In his lecture, *The Categorical Origins of Lebesgue Measure*, Professor Tom Leinster mentions the following theorem:

Theorem 1:(Freyd; Leinster) The topological space $[0, 1]$ comes equipped with two distinct basepoints $0$ and $1$, and a map $[0, 1] \rightarrow [0, 1] \amalg [0, 1] / \text{first }1 \sim \text{second } 0$. $[0, 1]$ is terminal as such.

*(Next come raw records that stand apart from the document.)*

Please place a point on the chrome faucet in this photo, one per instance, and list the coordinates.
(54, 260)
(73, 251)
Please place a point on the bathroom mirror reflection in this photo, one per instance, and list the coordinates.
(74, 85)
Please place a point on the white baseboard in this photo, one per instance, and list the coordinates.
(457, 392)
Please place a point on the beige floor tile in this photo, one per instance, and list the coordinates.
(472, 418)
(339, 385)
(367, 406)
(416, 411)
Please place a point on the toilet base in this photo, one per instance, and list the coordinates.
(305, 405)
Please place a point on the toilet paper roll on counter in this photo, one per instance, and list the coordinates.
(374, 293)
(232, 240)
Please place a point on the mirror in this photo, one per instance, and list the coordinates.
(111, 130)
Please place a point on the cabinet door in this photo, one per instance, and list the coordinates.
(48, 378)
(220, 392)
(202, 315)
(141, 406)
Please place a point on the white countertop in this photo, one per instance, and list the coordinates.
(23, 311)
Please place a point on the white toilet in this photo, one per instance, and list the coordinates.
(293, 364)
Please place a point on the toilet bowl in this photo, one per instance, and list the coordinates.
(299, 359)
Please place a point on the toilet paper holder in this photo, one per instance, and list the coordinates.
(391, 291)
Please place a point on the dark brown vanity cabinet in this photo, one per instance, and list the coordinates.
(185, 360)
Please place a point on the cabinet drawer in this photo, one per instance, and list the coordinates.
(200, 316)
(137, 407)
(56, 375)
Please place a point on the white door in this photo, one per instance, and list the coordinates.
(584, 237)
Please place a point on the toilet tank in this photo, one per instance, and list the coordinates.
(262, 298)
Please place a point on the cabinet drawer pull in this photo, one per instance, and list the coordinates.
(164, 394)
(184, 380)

Leinster's theorem is about a universal property of the banach space $L^1 [0, 1]$ and the integration function $\int : L^1 [0, 1] \rightarrow \mathbb{R}$. It goes like this: let $\mathcal{A}$ be the category of Banach spaces, whose objects are banach spaces and whose maps are maps $\phi : X \rightarrow Y$ of banach spaces such that $||\phi(x)|| \leq ||x||$. Let $\mathcal{A}/\mathbb{R}$ be the under-category (objects are maps $\mathbb{R} \rightarrow X$ in $\mathcal{A}$; this is also called the coslice category). There is a functor $T : \mathcal{A} \rightarrow \mathcal{A}$ defined where $T(X) = X \prod X$, where $X$ has measure $||(x, y)|| = \frac{1}{2} (||x|| + ||y||)$ with corresponding map $\mathbb{R} \rightarrow X \prod X$ induced canonically by the map $\mathbb{R} \rightarrow X$. The initial $T$-algebra is $$L^1 [0, 1] = \frac{\text{Lebesgue-integrable functions } [0, 1] \rightarrow \mathbb{R} }{\text{equality almost everywhere}}$$ Note: we can still form $T$-algebras when $T$ is not a monad.

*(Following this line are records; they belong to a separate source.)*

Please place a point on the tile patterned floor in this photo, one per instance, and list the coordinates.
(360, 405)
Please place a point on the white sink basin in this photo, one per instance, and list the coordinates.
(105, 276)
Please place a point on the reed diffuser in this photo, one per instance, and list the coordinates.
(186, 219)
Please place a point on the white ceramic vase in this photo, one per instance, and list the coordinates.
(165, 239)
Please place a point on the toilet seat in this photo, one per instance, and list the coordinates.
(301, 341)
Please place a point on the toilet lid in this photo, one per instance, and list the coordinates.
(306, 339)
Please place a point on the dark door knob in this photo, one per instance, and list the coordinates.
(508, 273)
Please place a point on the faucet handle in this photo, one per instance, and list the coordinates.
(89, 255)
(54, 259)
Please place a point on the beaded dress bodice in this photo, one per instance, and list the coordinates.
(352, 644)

The unique map $\int : L^1 [0, 1] \rightarrow \mathbb{R}$ comes from the universal property now!

My question is this:

Can we rearrange theorem 1 above in terms of continuous functions $C([0, 1]) = [[0, 1], \mathbb{R}]_{\text{Top}}$ and an endofunctor $T$ where $T(A) = A \prod A$, just like in the measure theory case?

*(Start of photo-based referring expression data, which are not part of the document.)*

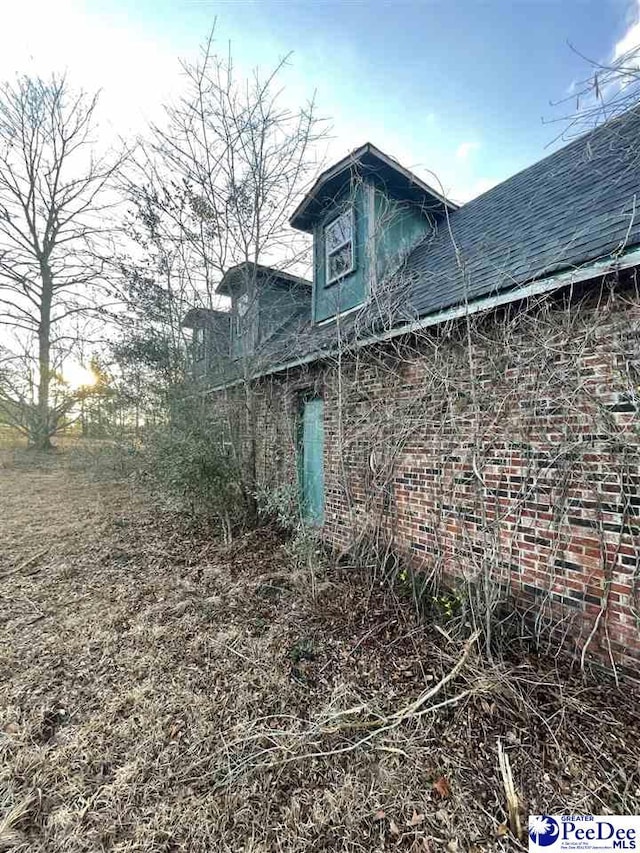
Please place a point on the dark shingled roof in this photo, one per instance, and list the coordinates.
(573, 208)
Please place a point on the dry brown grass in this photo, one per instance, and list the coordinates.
(162, 692)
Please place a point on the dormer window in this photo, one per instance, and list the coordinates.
(242, 307)
(339, 246)
(198, 344)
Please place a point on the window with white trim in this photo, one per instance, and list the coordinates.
(242, 306)
(198, 344)
(339, 247)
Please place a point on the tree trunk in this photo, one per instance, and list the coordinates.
(40, 438)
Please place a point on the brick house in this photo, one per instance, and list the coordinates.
(459, 385)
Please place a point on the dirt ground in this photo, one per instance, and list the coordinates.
(161, 691)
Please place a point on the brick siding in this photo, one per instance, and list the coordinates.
(511, 451)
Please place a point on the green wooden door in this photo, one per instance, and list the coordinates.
(313, 461)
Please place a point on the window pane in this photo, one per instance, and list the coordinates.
(340, 262)
(243, 304)
(339, 232)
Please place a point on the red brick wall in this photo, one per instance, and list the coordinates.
(508, 450)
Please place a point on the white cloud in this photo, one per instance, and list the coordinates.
(133, 69)
(465, 149)
(631, 39)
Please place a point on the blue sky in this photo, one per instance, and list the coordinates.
(459, 88)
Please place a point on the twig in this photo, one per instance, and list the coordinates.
(26, 563)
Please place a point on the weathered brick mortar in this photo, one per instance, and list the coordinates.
(518, 455)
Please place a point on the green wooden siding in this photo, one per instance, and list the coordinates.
(312, 468)
(385, 230)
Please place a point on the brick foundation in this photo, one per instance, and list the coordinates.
(511, 451)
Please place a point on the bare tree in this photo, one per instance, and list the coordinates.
(606, 91)
(54, 198)
(222, 174)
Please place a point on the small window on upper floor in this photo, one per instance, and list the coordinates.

From a categorical perspective, this might be nice since we would no longer have to require two *distinct* points in the topological space.

So the rearrangement of Professor Leinster's theorem would go like this:

Let $\mathcal{B}$ be the category of topological vector spaces (some tweaking might be necessary, maybe topological algebras would be better? Maybe the Lawvere theory of $C^0$-algebras?). Let $\mathcal{B}/\mathbb{R}$ be the under-category (objects are maps $\mathbb{R} \rightarrow X$ in $\mathcal{B}$). There is a functor $T : \mathcal{B} \rightarrow \mathcal{B}$, where $T(X) = X \prod X$, just as before. Perhaps the initial $T$-algebra is $C([0, 1])$!

Now that I think about it, if measure theory and topology have their own versions of this theorem, maybe there is one for differential geometry and $C^{\infty}$-algebras. Just a thought.